The key aspects of the Settlement include:
changes to PPL Electric’s base ROE:
beginning as of May 21, 2020 and continuing through May 31, 2022, the ROE shall be 9.90%;
beginning on June 1, 2022 and continuing through May 31, 2023, the ROE shall be 9.95%;
beginning on June 1, 2023, the ROE shall be 10.00%, which shall continue in effect unless and until changed as permitted by the terms of the Settlement;
changes the equity component of PPL Electric’s capital structure to be the lower of (i) PPL Electric’s actual equity component, calculated in accordance with the formula rate template, or (ii) 56.00%;
allows modification of the current rate year of June 1 to May 31 to a calendar year of January 1 to December 31; and
allows modification of the current formula rate based on a historic test year to a projected test year.

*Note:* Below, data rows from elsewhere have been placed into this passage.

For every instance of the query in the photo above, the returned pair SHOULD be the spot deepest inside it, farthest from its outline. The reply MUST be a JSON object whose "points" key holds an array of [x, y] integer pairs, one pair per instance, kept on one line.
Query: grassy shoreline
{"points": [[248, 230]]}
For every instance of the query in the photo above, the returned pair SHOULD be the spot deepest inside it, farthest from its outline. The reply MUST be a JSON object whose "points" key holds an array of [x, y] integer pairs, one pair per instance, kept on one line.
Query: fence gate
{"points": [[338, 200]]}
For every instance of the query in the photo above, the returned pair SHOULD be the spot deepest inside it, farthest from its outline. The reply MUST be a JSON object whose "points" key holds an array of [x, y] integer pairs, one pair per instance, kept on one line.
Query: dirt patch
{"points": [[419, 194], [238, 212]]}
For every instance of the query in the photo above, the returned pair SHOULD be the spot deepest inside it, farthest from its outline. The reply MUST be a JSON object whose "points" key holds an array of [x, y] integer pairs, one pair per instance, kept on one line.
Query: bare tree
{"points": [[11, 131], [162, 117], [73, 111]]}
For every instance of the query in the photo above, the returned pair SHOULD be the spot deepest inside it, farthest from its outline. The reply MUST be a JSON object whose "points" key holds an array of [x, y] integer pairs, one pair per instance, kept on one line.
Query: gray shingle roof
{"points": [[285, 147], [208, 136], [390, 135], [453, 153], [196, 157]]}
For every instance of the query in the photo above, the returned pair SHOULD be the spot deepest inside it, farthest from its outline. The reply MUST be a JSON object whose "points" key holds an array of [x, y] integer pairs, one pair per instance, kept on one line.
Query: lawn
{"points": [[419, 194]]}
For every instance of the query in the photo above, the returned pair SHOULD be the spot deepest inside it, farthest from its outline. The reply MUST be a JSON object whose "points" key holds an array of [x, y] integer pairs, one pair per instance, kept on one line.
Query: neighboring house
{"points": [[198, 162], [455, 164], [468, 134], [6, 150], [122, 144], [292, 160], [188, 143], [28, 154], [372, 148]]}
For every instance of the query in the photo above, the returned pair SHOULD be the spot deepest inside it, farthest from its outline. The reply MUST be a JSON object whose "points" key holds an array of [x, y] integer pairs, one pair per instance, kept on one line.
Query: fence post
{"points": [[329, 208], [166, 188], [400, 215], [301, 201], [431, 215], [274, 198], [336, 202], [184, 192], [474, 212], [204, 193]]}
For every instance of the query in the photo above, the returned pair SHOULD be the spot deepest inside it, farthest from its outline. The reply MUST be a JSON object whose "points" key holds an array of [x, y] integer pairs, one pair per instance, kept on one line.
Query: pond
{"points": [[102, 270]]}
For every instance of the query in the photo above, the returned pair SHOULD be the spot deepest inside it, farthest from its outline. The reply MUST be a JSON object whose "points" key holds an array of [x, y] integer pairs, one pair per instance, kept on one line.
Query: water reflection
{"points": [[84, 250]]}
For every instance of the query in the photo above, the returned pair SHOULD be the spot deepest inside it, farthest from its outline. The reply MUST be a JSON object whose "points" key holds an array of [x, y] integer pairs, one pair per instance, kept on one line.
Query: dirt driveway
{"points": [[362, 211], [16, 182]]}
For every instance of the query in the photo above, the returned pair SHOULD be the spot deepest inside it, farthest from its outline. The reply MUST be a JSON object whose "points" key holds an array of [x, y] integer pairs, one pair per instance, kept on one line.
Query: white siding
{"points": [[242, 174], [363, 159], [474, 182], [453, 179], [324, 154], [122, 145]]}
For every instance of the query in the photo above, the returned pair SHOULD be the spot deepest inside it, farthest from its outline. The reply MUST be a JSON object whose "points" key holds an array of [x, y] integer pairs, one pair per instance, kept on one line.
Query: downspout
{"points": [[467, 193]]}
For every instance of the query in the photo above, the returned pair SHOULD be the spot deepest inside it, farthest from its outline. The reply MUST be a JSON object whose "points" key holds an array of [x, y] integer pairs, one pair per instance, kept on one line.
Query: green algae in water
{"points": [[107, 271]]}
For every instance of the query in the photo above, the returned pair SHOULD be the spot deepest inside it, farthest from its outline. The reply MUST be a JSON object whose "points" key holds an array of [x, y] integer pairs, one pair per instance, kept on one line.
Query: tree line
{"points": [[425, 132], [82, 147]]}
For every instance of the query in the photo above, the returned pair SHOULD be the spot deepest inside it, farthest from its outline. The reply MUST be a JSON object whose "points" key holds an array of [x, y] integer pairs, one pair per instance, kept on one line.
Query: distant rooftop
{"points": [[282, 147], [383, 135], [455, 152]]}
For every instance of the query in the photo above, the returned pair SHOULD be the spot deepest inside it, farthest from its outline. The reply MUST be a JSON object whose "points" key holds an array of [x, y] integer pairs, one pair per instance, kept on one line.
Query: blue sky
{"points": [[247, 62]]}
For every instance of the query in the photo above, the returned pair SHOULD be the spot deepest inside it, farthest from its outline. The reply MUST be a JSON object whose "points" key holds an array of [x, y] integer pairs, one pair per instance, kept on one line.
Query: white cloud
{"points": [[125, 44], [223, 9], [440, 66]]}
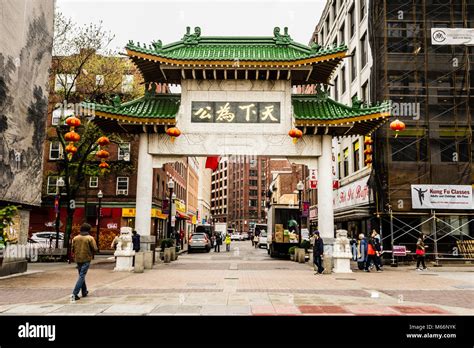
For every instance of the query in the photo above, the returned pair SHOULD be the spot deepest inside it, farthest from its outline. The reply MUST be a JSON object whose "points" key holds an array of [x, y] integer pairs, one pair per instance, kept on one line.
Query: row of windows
{"points": [[122, 184], [66, 82], [56, 151]]}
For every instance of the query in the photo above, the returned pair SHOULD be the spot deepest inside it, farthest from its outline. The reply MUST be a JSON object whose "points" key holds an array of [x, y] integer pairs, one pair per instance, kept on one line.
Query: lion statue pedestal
{"points": [[342, 253], [124, 253]]}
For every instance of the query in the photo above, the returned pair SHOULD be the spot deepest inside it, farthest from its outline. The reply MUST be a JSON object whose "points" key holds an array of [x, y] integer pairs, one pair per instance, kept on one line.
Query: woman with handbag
{"points": [[420, 252]]}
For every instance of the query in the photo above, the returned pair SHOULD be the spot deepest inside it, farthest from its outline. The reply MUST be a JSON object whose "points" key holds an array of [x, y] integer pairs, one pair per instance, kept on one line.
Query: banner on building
{"points": [[452, 36], [353, 194], [441, 197]]}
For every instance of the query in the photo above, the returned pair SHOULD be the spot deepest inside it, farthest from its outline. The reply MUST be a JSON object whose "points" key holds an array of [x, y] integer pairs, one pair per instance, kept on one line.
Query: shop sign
{"points": [[441, 197], [353, 194]]}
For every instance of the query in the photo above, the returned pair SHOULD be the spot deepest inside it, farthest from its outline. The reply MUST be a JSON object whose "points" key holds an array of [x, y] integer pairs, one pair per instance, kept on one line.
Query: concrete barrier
{"points": [[139, 262], [148, 259]]}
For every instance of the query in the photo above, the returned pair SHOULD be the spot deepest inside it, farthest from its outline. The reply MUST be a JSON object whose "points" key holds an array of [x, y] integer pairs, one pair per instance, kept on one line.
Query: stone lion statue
{"points": [[125, 239]]}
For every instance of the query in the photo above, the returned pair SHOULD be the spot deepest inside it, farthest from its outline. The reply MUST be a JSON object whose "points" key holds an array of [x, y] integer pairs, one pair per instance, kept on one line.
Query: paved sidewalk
{"points": [[242, 282]]}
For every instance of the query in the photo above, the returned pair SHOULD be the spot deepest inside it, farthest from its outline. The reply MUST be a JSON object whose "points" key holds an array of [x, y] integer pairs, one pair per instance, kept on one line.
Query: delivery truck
{"points": [[279, 238]]}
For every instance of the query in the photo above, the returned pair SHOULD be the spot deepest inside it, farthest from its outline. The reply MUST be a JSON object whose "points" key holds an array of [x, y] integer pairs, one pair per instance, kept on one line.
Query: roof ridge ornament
{"points": [[280, 39], [192, 39]]}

In 2021, PPL Electric recorded a revenue reduction of $78 million ($55 million after-tax), of which $73 million ($52 million after-tax) represents revenue subject to refund for the period May 21, 2020 through November 30, 2021. The reduction recorded includes $28 million ($20 million after-tax) related to the period from May 21, 2020 to December 31, 2020. The $73 million of revenue to be refunded will be returned to customers from January 1, 2022 through May 31, 2022 and is based on the difference between charges that were calculated using the ROE in effect at the time and charges calculated using the revised ROE provided for the Settlement, plus interest at the FERC interest rate.

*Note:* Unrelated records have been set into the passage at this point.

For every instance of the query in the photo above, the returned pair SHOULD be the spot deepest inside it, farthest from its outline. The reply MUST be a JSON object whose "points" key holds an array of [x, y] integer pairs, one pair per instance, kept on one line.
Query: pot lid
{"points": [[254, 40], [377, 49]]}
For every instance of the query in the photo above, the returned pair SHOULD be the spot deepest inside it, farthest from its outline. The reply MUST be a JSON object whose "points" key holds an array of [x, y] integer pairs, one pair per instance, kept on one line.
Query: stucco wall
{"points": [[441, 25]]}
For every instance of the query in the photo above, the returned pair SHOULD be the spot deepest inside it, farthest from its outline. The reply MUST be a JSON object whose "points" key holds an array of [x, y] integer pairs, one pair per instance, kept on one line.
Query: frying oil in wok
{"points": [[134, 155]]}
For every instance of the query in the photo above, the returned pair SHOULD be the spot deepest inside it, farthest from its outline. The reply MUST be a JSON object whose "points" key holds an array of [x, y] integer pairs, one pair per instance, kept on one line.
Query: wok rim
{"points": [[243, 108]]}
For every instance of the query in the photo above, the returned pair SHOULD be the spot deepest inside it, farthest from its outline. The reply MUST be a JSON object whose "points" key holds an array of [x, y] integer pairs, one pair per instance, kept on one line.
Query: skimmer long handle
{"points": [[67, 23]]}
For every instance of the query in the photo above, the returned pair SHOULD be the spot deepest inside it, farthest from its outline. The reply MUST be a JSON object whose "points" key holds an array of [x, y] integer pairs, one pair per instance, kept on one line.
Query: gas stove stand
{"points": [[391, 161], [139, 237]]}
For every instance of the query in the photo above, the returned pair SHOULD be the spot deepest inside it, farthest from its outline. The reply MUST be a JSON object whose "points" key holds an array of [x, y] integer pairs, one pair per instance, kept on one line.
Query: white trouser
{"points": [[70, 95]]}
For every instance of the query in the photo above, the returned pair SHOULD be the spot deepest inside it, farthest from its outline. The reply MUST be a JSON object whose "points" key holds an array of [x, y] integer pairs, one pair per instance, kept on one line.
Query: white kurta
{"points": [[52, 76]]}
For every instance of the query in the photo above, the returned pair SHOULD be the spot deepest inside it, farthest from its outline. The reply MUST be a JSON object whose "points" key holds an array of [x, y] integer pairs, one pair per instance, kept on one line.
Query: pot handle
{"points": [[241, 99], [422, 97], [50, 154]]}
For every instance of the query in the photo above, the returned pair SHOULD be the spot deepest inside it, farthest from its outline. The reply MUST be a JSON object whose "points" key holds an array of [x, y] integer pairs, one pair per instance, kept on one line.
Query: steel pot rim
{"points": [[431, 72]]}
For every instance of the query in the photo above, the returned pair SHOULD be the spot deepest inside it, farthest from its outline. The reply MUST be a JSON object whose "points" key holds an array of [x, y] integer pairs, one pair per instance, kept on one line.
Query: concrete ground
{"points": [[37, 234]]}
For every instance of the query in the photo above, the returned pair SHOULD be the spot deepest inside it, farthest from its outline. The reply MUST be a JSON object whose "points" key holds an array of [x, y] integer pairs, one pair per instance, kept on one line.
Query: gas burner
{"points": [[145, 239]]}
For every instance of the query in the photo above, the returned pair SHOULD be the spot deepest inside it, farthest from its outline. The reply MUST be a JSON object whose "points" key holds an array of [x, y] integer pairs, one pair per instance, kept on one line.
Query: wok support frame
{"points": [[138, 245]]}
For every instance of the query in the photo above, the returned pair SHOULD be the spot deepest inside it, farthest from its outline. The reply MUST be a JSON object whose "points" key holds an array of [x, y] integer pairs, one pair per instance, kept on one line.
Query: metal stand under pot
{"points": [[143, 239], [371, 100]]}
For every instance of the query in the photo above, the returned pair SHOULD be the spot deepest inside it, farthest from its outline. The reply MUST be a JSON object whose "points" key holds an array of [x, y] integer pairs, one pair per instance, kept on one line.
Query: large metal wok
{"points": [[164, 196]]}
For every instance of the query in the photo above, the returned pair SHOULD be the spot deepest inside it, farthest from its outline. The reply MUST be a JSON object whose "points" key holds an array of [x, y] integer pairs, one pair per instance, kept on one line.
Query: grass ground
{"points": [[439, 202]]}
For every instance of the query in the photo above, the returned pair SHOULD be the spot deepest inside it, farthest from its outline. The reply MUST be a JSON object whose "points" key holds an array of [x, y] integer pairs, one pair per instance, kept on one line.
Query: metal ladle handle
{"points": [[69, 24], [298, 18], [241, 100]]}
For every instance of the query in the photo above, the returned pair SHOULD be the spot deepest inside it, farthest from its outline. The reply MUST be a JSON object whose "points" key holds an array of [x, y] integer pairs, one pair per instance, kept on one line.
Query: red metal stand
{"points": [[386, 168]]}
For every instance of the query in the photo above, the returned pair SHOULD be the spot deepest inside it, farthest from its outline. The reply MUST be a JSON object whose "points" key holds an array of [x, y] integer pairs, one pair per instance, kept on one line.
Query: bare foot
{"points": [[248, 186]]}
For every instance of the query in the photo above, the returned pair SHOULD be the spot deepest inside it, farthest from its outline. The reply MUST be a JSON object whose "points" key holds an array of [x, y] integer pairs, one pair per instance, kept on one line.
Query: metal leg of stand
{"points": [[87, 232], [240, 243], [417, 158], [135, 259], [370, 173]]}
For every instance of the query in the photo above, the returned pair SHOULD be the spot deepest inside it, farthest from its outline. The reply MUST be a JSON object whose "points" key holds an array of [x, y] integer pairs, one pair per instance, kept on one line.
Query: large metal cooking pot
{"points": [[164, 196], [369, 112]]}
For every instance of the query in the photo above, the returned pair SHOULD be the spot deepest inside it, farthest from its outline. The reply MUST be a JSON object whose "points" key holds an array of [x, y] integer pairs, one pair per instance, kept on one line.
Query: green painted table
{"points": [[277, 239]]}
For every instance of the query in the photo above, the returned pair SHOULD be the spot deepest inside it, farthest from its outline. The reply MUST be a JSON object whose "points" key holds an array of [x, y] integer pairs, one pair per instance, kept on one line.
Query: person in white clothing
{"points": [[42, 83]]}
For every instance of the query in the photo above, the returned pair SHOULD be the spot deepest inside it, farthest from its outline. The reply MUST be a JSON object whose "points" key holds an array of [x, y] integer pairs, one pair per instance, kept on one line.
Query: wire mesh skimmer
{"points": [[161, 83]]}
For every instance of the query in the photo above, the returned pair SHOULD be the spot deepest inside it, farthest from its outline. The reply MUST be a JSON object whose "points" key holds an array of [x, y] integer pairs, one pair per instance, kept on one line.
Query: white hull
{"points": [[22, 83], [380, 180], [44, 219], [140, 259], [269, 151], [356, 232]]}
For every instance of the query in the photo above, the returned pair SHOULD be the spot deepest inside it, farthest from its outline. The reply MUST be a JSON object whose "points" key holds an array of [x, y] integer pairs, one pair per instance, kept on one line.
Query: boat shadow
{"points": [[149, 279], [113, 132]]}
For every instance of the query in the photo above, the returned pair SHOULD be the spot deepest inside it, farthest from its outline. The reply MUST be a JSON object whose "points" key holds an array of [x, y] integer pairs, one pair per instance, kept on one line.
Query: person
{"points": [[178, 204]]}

The FERC approved the Settlement on November 5, 2021. Interim rates reflecting the agreed-to-base ROE in the Settlement were effective December 1, 2021.

(PPL, LG&E and KU)

FERC Transmission Rate Filing

In 2018, LG&E and KU applied to the FERC requesting elimination of certain on-going credits to a sub-set of transmission customers relating to the 1998 merger of LG&E's and KU's parent entities and the 2006 withdrawal of LG&E and KU from the Midcontinent Independent System Operator, Inc. (MISO), a regional transmission operator and energy market. The application sought termination of LG&E's and KU's commitment to provide certain Kentucky municipalities mitigation for certain horizontal market power concerns arising out of the 1998 LG&E and KU merger and 2006 MISO withdrawal. The amounts at issue are generally waivers or credits granted to a limited number of Kentucky municipalities for either certain LG&E and KU or MISO transmission charges incurred for transmission service received. In 2019, the FERC granted LG&E's and KU's request to remove the ongoing credits, conditioned upon the implementation by LG&E and KU of a transition mechanism for certain existing power supply arrangements, which was subsequently filed, modified, and approved by the FERC in 2020 and 2021. In 2020, LG&E and KU and other parties filed appeals with the D.C. Circuit Court of Appeals regarding FERC's orders on the elimination of the mitigation and required transition mechanism. Oral arguments in the appellate proceeding occurred on February 14, 2022. LG&E and KU cannot predict the outcome of the respective appellate and FERC proceedings. LG&E and KU currently receive recovery of the waivers and credits provided through other rate mechanisms and such rate recovery would be anticipated to be adjusted consistent with potential changes or terminations of the waivers and credits, as such become effective.
Other

Purchase of Receivables Program

(PPL and PPL Electric)

In accordance with a PUC-approved purchase of accounts receivable program, PPL Electric purchases certain accounts receivable from alternative electricity suppliers at a discount, which reflects a provision for uncollectible accounts. The alternative electricity suppliers have no continuing involvement or interest in the purchased accounts receivable. Accounts receivable that are acquired are initially recorded at fair value on the date of acquisition. During 2021, 2020 and 2019, PPL Electric purchased $1.2 billion, $1.1 billion and $1.2 billion of accounts receivable from alternative suppliers.